Jésus envoie ses disciples en mission et nous sommes bien toujours avant Pâques. Les disciples ne savent pas encore que Jésus est plus fort que la mort ; ils ne savent pas encore qu’il est près de son Père, ils n’ont pas reçu la force de l’Esprit Saint. Et pourtant, sans aucune formation que ces quelques temps de compagnonnage avec Jésus et des recommandations plutôt austères ; les voici envoyés en mission pour faire ce que Jésus seul a fait jusqu’ici : proclamer qu’il fallait se convertir, expulser beaucoup de démons, faire des onctions d’huile à de nombreux malades et les guérir ! En clair, c’est Jésus à la puissance douze !

        Il les envoie deux par deux.
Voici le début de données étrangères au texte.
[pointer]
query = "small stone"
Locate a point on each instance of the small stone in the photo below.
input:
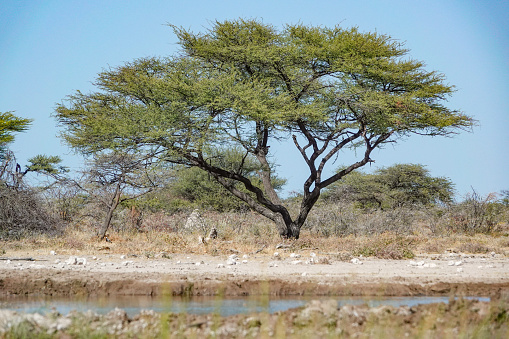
(71, 261)
(81, 261)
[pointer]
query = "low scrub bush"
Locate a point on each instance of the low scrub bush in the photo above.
(22, 214)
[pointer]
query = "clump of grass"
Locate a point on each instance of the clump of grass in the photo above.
(387, 246)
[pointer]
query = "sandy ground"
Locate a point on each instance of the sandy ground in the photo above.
(449, 274)
(286, 274)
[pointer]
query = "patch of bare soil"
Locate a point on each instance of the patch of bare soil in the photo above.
(319, 319)
(112, 274)
(281, 275)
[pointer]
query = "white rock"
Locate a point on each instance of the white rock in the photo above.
(81, 261)
(71, 261)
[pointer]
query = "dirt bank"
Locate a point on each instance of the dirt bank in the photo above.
(306, 274)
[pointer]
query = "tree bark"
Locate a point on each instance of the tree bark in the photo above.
(109, 215)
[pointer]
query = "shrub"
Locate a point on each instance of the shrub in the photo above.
(22, 214)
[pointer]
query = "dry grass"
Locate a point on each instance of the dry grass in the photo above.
(249, 234)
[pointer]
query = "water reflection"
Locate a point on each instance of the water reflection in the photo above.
(196, 305)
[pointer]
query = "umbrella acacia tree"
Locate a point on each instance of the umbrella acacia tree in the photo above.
(245, 83)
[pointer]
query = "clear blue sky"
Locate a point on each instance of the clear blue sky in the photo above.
(49, 49)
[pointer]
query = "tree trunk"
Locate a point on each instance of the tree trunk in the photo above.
(291, 231)
(109, 215)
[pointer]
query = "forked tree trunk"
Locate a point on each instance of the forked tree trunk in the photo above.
(291, 231)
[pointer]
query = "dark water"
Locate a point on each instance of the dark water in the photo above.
(196, 305)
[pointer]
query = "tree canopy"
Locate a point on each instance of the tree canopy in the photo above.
(247, 84)
(9, 124)
(394, 186)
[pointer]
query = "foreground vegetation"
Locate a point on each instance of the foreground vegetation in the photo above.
(457, 319)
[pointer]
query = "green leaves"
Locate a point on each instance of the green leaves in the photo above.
(245, 84)
(9, 124)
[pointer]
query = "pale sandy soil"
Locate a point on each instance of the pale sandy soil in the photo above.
(114, 274)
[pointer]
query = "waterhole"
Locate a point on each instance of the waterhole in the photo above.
(223, 306)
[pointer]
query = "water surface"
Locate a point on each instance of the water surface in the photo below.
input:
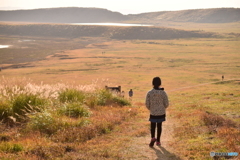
(110, 24)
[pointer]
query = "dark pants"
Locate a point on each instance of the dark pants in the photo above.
(159, 130)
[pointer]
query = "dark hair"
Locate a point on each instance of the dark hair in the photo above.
(156, 82)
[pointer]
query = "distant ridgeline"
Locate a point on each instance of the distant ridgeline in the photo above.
(97, 15)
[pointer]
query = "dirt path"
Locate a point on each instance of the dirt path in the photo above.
(140, 145)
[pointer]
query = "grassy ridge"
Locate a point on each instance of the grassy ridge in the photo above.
(208, 120)
(76, 31)
(58, 114)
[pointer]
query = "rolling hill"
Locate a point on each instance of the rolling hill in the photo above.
(62, 15)
(97, 15)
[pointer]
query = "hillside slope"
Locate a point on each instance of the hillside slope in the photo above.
(62, 15)
(96, 15)
(220, 15)
(76, 31)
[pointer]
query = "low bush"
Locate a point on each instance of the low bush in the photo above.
(43, 122)
(25, 103)
(9, 147)
(75, 110)
(215, 120)
(5, 111)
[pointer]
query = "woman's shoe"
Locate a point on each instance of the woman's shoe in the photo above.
(153, 140)
(158, 143)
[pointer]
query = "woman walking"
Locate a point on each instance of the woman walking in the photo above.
(156, 103)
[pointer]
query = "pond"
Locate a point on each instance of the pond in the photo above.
(110, 24)
(4, 46)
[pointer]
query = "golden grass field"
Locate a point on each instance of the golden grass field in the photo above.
(204, 109)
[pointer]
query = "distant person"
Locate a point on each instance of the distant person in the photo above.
(156, 102)
(122, 94)
(130, 93)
Pour une première fois, c’est plutôt rassurant. Les disciples ne sont pas livrés à eux-mêmes : ils auront un compagnon de route. Se sont-ils choisis ou est-ce que Jésus a fait les équipes ? Ce n’est pas dit. Nous savons juste qu’ils sont par deux. Cela permet de se soutenir, de ne pas se décourager, d’avoir quelqu’un sur qui s’appuyer. Être deux oblige aussi à un vrai témoignage. Les voilà comme forcés de vivre entre eux ce qu’ils prêchent ; quel groupe, quel couple n’expérimente pas cette obligation de conversion au quotidien. Ce n’est donc pas innocent si Jésus les envoie deux par deux. Pour réussir, il faut se supporter !

La mission ou l’évangélisation n’est pas une affaire individuelle, mais relève d’abord du témoignage. Nous avons à la vivre ensemble, en Église et en lui faisant confiance ; ce qui veut dire se laisser accompagner, former, intégrer et se laisser envoyer. Nous ne nous donnons pas notre propre mission.Nous la recevons et nous sommes envoyés. Lorsque nous nous accaparons une mission, nous ne faisons plus Église, au contraire nous faisons notre propre volonté ! Et aucune mission n’est porteuse de fruits, si elle ne naît pas de cette rencontre avec le Seigneur qui seul est capable de changer nos vies.

   Il les envoie comme des pauvres sur la route de son pays. Ils ne peuvent prendre qu’un bâton, pas de pain, pas de sac, pas de pièce de monnaie dans leur ceinture. Pas même du linge de rechange ! Pauvres de tout, les disciples seront riches que de la parole qu’ils auront à transmettre. Il n’y a rien qui pourra les distraire de leur mission. Aucun moyen de pression. La seule concession, c’est le bâton. Ils ont l’air de petits Moïse, jetés sur les routes, un bâton à la main. A moins qu’ils ne ressemblent au peuple de l’Exode qui a quitté l’Égypte en hâte, la ceinture aux reins, le bâton à la main pour aller où Dieu Lui-même les guiderait. Le bâton, c’est le symbole de la marche nécessaire et jamais achevée pour aller à la rencontre de Dieu. Les disciples de Jésus, à l’exemple du peuple dont ils sont issus, sont des hommes en marche, en pèlerinage sur la terre des vivants. Le bâton facilite la marche sur les routes escarpées et permet d’écarter le danger.

Il y a encore une recommandation : les disciples ne doivent s’arrêter que là où ils sont accueillis ! La précision donnée par Jésus sur la conduite à tenir selon qu’ils sont accueillis « si dans une localité, on refuse de vous accueillir et de vous écouter, partez et secouez la poussière de vos pieds… ». Les disciples ne doivent pas se fatiguer à évangéliser ceux qui ne veulent pas les recevoir. On ne discute pas semble-t-il ! On va vers les périphéries tant que les périphéries veulent vous entendre. Si la parole des disciples ne trouvent pas d’écho, il faut partir ailleurs. Restez chez ceux qui vous accueillent, quittez ceux qui ne veulent pas de vous ! Et laissez-leur même la poussière qui s’est collée à vos pieds en allant chez eux. En agissant ainsi, dans les deux cas, vous respecterez vos auditeurs.

L’évangile de ce 15ème dimanche du temps ordinaire semble nous dire qu’il faut se mettre en route au nom du Christ, redire son message, poser des gestes de fraternité et respecter celui que nous rencontrons. 0serons-nous miser sur cette simplicité ? Osons la simplicité évangélique, risquons une parole d’amour et de réconciliation et laissons l’Esprit Saint faire le reste. Il ne nous revient pas de convertir, mais seulement d’annoncer, de témoigner et de vivre. AMEN.